Sono anni in cui Lacan non rifiuta più nessuno, non riesce a respingere nessun paziente, e nel suo appartamento si affolla un gran numero di analizzandi, molti dei quali psicotici. Lacan si è sempre appassionato alla follia, laddove Freud si era concentrato molto più sulle nevrosi. Alla fine della sua vita Lacan s’interroga sul modo di comprenderla, la follia, e un po’ alla volta quest’uomo della parola comincia ad accusare dei disturbi neurologici, a cadere nell’afasia fino a sprofondare nel più cupo silenzio. Lacan cerca di seguire l’insegnamento di Wittgenstein: ciò che non si può dire lo si deve dimostrare. Così disegna, tenta disperatamente di farsi capire in modo diverso.
È il periodo che lei definisce della “ricerca dell’ infinito”.
Sì, e ho paragonato Lacan a un personaggio faustiano: in parte, il fascino esercitato su di lui dalla follia rasenta qualcosa che rientra nell’ordine della follia stessa. Credo che così vada inteso. Insomma Lacan spinge fino in fondo la sua passione di comprendere la follia, al punto di cadere egli stesso non nella follia, perché non diventa pazzo, ma nella malattia, nel mutismo e quindi nella morte. I suoi pazienti lo accompagnano in questa tragedia.
Faut-il bruler Lacan? Bruciare Lacan? Due anni fa, all’uscita della sua biografia in Francia, così – riprendendo il titolo di un saggio su Sade di Simone de Beauvoir – Le Nouvel Observateurpresentava un lunghissimo dossier. Da voi Lacan continua appunto a “bruciare”, a suscitare passioni e scambi d’ accuse…

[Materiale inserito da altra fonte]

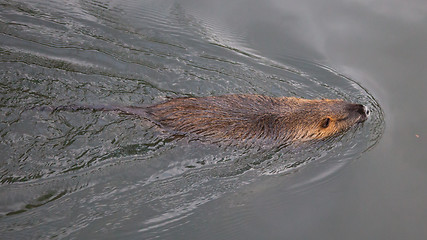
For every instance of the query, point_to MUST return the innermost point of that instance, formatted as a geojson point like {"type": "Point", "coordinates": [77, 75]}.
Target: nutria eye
{"type": "Point", "coordinates": [326, 122]}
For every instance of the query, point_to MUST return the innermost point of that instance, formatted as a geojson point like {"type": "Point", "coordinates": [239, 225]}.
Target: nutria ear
{"type": "Point", "coordinates": [325, 123]}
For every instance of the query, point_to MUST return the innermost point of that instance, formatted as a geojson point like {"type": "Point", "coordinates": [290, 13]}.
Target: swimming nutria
{"type": "Point", "coordinates": [251, 117]}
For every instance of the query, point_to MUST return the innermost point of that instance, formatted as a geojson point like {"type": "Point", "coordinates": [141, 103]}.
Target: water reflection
{"type": "Point", "coordinates": [74, 173]}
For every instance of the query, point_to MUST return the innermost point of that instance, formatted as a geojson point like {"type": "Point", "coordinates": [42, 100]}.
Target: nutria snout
{"type": "Point", "coordinates": [257, 118]}
{"type": "Point", "coordinates": [361, 112]}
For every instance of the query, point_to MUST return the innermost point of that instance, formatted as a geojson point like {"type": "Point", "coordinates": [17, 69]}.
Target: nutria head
{"type": "Point", "coordinates": [319, 119]}
{"type": "Point", "coordinates": [251, 118]}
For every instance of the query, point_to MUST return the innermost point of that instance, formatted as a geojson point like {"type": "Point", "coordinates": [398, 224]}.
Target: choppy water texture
{"type": "Point", "coordinates": [97, 174]}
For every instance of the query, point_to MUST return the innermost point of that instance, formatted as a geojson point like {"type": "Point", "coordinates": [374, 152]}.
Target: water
{"type": "Point", "coordinates": [105, 175]}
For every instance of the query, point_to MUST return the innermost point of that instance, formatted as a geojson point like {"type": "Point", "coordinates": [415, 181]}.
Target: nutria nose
{"type": "Point", "coordinates": [359, 108]}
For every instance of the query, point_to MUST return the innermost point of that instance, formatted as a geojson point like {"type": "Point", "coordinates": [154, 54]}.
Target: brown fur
{"type": "Point", "coordinates": [256, 117]}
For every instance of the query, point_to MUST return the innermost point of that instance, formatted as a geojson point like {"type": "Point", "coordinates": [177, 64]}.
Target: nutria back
{"type": "Point", "coordinates": [251, 118]}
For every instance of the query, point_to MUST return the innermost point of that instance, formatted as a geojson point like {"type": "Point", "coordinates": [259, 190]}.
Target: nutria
{"type": "Point", "coordinates": [256, 117]}
{"type": "Point", "coordinates": [246, 118]}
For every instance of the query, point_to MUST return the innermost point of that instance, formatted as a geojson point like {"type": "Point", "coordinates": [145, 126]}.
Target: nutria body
{"type": "Point", "coordinates": [249, 118]}
{"type": "Point", "coordinates": [257, 118]}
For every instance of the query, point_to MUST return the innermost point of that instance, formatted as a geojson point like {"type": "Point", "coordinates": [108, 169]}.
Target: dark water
{"type": "Point", "coordinates": [85, 175]}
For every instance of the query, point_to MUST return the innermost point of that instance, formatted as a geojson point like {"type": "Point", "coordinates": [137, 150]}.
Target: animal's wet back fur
{"type": "Point", "coordinates": [246, 118]}
{"type": "Point", "coordinates": [256, 117]}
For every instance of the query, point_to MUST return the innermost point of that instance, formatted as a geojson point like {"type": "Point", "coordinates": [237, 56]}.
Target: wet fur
{"type": "Point", "coordinates": [246, 118]}
{"type": "Point", "coordinates": [256, 117]}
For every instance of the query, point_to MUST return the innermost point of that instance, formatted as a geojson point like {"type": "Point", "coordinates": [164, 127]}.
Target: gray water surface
{"type": "Point", "coordinates": [89, 174]}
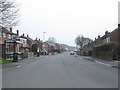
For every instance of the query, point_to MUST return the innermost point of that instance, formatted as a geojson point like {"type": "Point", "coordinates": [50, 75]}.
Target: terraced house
{"type": "Point", "coordinates": [105, 47]}
{"type": "Point", "coordinates": [8, 43]}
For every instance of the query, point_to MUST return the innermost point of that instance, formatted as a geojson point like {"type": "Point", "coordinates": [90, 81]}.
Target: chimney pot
{"type": "Point", "coordinates": [106, 32]}
{"type": "Point", "coordinates": [10, 29]}
{"type": "Point", "coordinates": [17, 32]}
{"type": "Point", "coordinates": [98, 36]}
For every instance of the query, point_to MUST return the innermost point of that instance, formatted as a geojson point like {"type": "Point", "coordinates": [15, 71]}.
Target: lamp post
{"type": "Point", "coordinates": [44, 41]}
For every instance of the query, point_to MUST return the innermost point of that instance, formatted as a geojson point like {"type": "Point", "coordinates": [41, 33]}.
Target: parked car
{"type": "Point", "coordinates": [72, 52]}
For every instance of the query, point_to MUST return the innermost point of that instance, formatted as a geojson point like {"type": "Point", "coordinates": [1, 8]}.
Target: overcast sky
{"type": "Point", "coordinates": [66, 19]}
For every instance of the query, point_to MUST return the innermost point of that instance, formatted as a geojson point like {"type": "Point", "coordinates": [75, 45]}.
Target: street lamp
{"type": "Point", "coordinates": [43, 42]}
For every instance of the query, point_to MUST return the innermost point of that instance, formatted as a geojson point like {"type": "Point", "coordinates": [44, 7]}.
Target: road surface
{"type": "Point", "coordinates": [60, 71]}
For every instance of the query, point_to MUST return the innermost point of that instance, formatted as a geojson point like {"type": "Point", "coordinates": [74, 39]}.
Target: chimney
{"type": "Point", "coordinates": [98, 36]}
{"type": "Point", "coordinates": [118, 25]}
{"type": "Point", "coordinates": [106, 32]}
{"type": "Point", "coordinates": [10, 29]}
{"type": "Point", "coordinates": [17, 32]}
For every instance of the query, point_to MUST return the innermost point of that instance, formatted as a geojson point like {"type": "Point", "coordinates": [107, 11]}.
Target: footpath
{"type": "Point", "coordinates": [112, 63]}
{"type": "Point", "coordinates": [21, 62]}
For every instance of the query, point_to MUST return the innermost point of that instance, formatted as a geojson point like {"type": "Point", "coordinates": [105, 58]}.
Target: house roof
{"type": "Point", "coordinates": [28, 38]}
{"type": "Point", "coordinates": [6, 30]}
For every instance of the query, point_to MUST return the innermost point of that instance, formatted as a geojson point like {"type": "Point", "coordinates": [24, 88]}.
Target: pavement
{"type": "Point", "coordinates": [21, 62]}
{"type": "Point", "coordinates": [60, 71]}
{"type": "Point", "coordinates": [111, 63]}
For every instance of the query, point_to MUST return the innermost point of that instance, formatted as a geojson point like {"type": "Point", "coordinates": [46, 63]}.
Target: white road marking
{"type": "Point", "coordinates": [102, 63]}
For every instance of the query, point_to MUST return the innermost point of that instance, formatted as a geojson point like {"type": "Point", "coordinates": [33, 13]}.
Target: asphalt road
{"type": "Point", "coordinates": [60, 71]}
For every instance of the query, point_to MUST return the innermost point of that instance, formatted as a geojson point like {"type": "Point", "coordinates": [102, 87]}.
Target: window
{"type": "Point", "coordinates": [9, 48]}
{"type": "Point", "coordinates": [4, 35]}
{"type": "Point", "coordinates": [9, 36]}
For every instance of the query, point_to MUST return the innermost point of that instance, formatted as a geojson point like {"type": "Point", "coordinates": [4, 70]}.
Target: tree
{"type": "Point", "coordinates": [81, 41]}
{"type": "Point", "coordinates": [51, 40]}
{"type": "Point", "coordinates": [34, 48]}
{"type": "Point", "coordinates": [8, 13]}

Quel titolo era di una banalità totale, stava a dire: siete favorevoli o contrari? In ogni caso Lacan è uno dei più grandi pensatori francesi e, se esce un lavoro su di lui, automaticamente nascono polemiche. Del resto, la famiglia Lacan – che mi detesta fino all’insulto – ha sacralizzato il personaggio, mentre io credo di averlo restituito a una verità più umana. Ho contro i lacaniani idolatri e soprattutto gli anti-lacaniani, cioè le due tendenze estreme. È anche la vita privata di Lacan a turbare ancora gli animi, i suoi problemi con la paternità… Ma un pensatore che si è interrogato su questioni estreme come la follia non credo possa essere un ottimo marito e un genitore impeccabile. Freud lo era e Lacan no, ecco.
Madame Roudinesco, che idea ha del lacanismo italiano?
In passato è stato un disastro. Oggi invece mi sembra che il lacanismo italiano somigli a quello francese, molto più laico, diviso in gruppi, con ogni genere di tendenze. Del resto, siamo nel dopo Lacan.